Entrepreneur

Être salarié, c’est has been ;
Vite, je dois devenir entrepreneur.
Qu’on me mâche le travail me fascine,
Qu’on me lâche dans cette jungle loin des penseurs.

Je ne serai jamais libre.
Je ne serai jamais.
Mais je me croirai indépendant,
Empli de bonheur.

Pieds et poings liés auprès des banques,
Pour une création de services dont le monde se moque,
Je dois créer des besoins pour les autres, combler leurs manques,
À l’image de ce monde de vitrines et de toc.

Le cerveau en léthargie,
Je cherche une porte de sortie ;
Les élites politiconomiques m’en offrent une,
Me faisant oublier que cette offrande à la une,
Fait de moi leur produit.
Mais je m’en fiche, à défaut de vivre,
Moi je dois simplement survivre !

Je dois oublier morale et éthique,
Assassiner la raison, rejeter toute humanité.
En ais-je seulement déjà eu une ? Cynique.
Je vous le demande ! Moi qui ait abdiqué.
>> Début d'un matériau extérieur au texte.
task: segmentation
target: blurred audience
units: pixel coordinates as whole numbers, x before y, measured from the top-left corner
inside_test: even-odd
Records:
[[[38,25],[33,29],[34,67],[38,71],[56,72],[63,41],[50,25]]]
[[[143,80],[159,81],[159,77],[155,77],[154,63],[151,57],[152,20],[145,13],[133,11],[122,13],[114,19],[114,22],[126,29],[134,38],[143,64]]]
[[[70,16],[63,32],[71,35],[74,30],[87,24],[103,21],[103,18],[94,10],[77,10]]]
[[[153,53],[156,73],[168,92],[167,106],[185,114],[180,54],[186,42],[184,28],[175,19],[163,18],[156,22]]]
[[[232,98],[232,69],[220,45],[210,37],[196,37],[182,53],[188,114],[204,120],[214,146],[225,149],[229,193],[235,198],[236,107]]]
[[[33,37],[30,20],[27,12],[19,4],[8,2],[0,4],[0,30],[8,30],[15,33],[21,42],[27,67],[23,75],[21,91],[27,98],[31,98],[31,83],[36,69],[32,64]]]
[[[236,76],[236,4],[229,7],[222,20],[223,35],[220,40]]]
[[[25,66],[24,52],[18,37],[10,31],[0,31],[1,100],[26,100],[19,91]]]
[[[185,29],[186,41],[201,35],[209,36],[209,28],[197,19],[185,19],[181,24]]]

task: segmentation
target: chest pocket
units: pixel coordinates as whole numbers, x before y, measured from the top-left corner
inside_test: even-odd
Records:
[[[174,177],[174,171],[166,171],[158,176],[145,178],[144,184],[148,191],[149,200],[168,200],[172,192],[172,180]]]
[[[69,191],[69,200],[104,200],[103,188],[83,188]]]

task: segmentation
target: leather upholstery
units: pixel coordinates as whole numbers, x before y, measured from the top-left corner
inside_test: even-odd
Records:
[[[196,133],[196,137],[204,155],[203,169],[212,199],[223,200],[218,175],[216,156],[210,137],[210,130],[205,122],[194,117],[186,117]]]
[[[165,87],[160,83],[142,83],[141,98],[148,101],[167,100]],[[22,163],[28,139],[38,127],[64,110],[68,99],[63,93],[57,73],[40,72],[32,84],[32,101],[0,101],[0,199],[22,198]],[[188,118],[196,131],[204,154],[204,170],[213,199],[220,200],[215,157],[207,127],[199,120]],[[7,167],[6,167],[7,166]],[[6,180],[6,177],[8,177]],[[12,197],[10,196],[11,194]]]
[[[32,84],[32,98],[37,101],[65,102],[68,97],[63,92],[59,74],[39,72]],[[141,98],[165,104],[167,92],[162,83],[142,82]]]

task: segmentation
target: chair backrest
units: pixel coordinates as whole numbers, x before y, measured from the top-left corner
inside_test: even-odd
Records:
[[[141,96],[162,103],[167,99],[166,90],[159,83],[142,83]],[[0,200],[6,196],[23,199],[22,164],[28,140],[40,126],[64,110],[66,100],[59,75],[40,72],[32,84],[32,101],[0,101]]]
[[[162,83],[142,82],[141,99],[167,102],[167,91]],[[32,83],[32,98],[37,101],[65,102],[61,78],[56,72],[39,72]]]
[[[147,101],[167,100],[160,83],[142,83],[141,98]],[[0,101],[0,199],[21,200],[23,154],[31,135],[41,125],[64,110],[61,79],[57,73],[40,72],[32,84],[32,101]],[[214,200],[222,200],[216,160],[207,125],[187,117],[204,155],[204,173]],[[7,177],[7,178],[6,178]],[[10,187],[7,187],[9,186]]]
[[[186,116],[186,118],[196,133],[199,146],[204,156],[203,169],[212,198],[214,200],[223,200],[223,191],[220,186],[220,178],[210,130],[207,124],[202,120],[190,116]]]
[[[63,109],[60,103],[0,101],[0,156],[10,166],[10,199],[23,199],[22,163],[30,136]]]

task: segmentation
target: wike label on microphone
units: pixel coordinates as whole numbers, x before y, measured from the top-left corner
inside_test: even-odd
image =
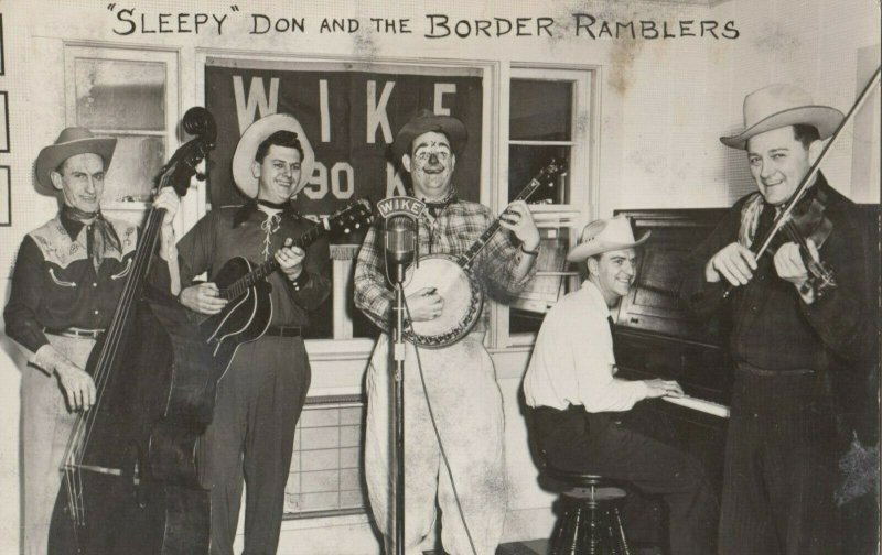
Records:
[[[399,196],[377,200],[377,211],[385,219],[389,219],[395,216],[419,218],[424,209],[426,203],[413,197]]]

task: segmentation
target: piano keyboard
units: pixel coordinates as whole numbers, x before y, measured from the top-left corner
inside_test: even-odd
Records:
[[[684,396],[664,396],[662,398],[668,403],[678,404],[680,406],[685,406],[687,409],[692,409],[693,411],[700,411],[707,414],[712,414],[713,416],[719,416],[721,418],[729,417],[729,407],[725,405],[721,405],[720,403],[713,403],[711,401],[704,401],[703,399],[692,398],[689,395]]]

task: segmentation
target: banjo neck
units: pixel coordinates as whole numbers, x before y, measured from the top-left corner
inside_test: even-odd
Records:
[[[555,170],[549,171],[549,168],[555,166],[555,164],[556,163],[552,162],[551,164],[549,164],[548,167],[542,170],[536,177],[534,177],[527,184],[527,186],[524,187],[520,191],[520,193],[518,193],[517,197],[513,202],[527,200],[530,196],[533,196],[533,194],[536,193],[536,191],[539,188],[539,186],[542,185],[544,177],[546,177],[547,174],[557,173],[557,168],[556,167],[555,167]],[[505,214],[505,211],[503,211],[503,214]],[[487,243],[493,238],[493,236],[496,235],[496,231],[498,231],[499,228],[502,227],[499,225],[501,220],[502,220],[502,216],[499,216],[495,220],[493,220],[493,224],[491,224],[490,227],[483,233],[481,233],[481,237],[475,239],[475,242],[473,242],[472,246],[469,247],[469,250],[463,252],[460,255],[460,258],[456,259],[456,263],[460,265],[460,268],[462,268],[464,270],[467,270],[467,269],[470,269],[472,266],[472,264],[474,263],[475,258],[477,257],[477,254],[481,252],[481,250],[484,247],[487,246]]]

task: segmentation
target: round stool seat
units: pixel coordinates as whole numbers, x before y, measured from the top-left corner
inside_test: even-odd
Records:
[[[552,480],[579,488],[607,485],[607,480],[602,476],[574,470],[563,470],[562,468],[557,468],[551,465],[546,465],[545,475]]]
[[[593,501],[595,503],[602,503],[607,501],[619,501],[621,499],[625,499],[627,493],[625,490],[621,488],[572,488],[567,491],[561,492],[562,496],[567,496],[569,498],[584,500],[584,501]]]

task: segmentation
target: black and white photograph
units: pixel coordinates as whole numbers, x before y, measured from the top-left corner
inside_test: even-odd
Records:
[[[0,555],[879,554],[881,20],[0,0]]]

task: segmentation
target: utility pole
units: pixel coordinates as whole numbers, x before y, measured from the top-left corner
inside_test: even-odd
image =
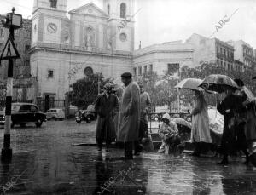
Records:
[[[6,101],[5,101],[5,123],[4,123],[4,137],[3,148],[2,149],[1,160],[9,162],[12,158],[12,148],[10,147],[10,129],[11,129],[11,107],[13,95],[13,59],[20,58],[17,49],[14,43],[15,29],[21,27],[22,15],[15,14],[15,9],[12,9],[11,13],[3,16],[2,23],[5,28],[9,29],[9,37],[0,57],[0,60],[8,60],[8,77],[6,86]]]

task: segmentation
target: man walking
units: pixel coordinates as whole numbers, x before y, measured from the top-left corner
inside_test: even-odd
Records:
[[[106,151],[112,141],[116,138],[114,116],[119,112],[119,100],[113,94],[113,86],[107,83],[104,86],[105,91],[100,95],[96,101],[95,109],[98,114],[96,128],[96,142],[98,150],[102,150],[102,143],[106,142]]]
[[[135,153],[135,155],[139,155],[140,149],[143,147],[142,140],[143,138],[148,139],[148,107],[151,104],[151,100],[149,95],[144,91],[143,85],[139,83],[140,87],[140,129],[139,129],[139,140],[137,141],[136,145],[137,146],[138,150]]]
[[[120,108],[120,123],[118,141],[125,144],[125,158],[132,159],[132,146],[138,141],[140,118],[140,89],[137,83],[132,81],[132,75],[125,72],[121,75],[125,85]],[[137,146],[134,146],[135,153]]]

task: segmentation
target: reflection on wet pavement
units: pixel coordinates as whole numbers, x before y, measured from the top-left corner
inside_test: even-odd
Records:
[[[3,144],[3,129],[0,129]],[[143,153],[123,161],[123,152],[97,152],[95,124],[48,122],[42,128],[12,131],[14,156],[0,168],[1,192],[7,194],[256,194],[256,169],[232,159],[183,154]],[[3,145],[2,145],[3,146]]]

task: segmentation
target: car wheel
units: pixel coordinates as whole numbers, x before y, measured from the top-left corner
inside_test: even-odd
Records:
[[[90,123],[90,122],[91,122],[90,118],[88,118],[87,120],[86,120],[86,123]]]
[[[41,127],[42,126],[42,123],[43,123],[43,121],[41,119],[38,119],[36,123],[36,126],[37,127]]]
[[[11,121],[11,128],[15,127],[15,123],[13,121]]]

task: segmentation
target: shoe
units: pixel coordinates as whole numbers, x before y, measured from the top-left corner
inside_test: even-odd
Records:
[[[191,154],[191,156],[193,156],[193,157],[200,157],[200,153],[199,152],[193,152]]]
[[[140,152],[137,152],[137,152],[134,152],[134,156],[140,156]]]
[[[250,163],[250,158],[249,157],[247,157],[246,161],[242,162],[242,163],[245,164],[245,165],[248,165],[249,163]]]
[[[218,165],[228,165],[229,161],[227,159],[223,159],[221,162],[218,163]]]

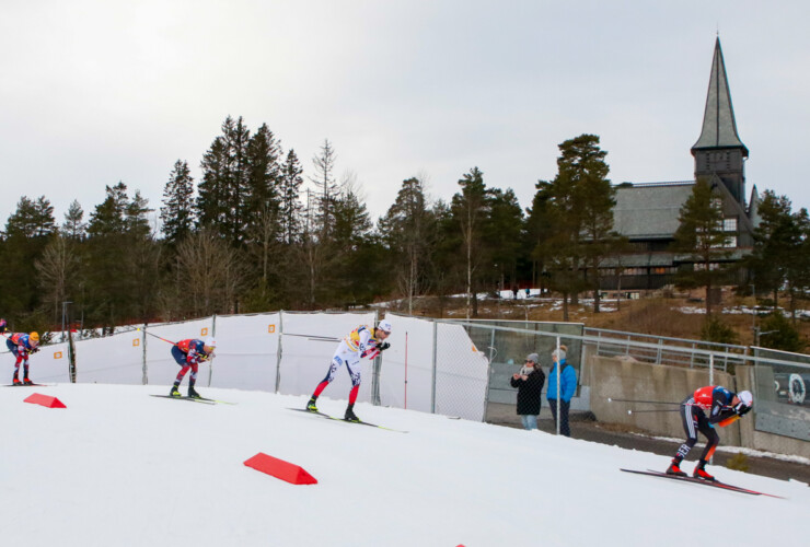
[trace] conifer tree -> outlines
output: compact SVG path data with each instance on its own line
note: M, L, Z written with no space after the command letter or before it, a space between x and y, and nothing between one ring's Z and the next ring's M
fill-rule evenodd
M426 284L431 221L424 183L413 177L403 181L394 203L379 222L409 314L414 313L414 299Z
M279 207L281 147L267 124L263 124L250 138L246 154L247 195L243 218L250 222L250 219L262 211L275 211Z
M88 225L83 222L84 210L78 200L73 200L65 213L62 222L62 234L72 241L82 241L86 235Z
M188 163L177 160L163 189L160 209L161 231L166 243L175 246L192 233L194 226L194 178Z
M334 223L334 202L337 199L338 185L335 178L335 162L337 155L328 139L324 139L321 153L312 159L315 166L314 175L310 178L315 185L317 200L315 220L316 232L321 241L325 241L332 232Z
M287 159L281 166L280 211L279 222L281 223L280 232L284 243L291 245L301 232L301 185L303 170L298 161L296 151L290 149Z
M489 214L489 199L484 173L473 167L459 181L461 193L453 196L451 210L464 243L466 265L467 318L478 316L477 281L483 263L484 248L481 245L485 222Z
M711 184L698 178L692 194L681 207L680 225L672 249L693 260L692 269L683 268L675 276L680 287L706 288L706 315L711 315L711 288L727 277L728 235L722 226L722 202L715 196Z

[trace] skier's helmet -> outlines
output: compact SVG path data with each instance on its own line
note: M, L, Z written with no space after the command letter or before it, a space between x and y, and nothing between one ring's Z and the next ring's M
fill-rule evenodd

Oui, j’en ai la certitude,
J’en suis con-vaincu :
Je dois devenir entrepreneur !

Je ne serai jamais libre.

Au diable les vacances, une aliénation de plus
Pour l’esclave moderne. Ou Homme ? Je ne sais plus.
Jour et nuit, je dois travailler dans ce vide, serein.
Ce vide, qui m’entoure, et qui bientôt sera mien.

Je ne serai jamais libre.
Je n’ai pas le choix.
Mais je me croirai indépendant,
Empli de bonheur,
Dans ce monde capitaliste où tout est réduit
À une simple valeur d’échange ; fortuit.

Fort bien, au diable mon âme,
Au diable mon cœur,
Au diable ma raison !
Je flotte, les pieds dans le beurre,
C’est ma mission.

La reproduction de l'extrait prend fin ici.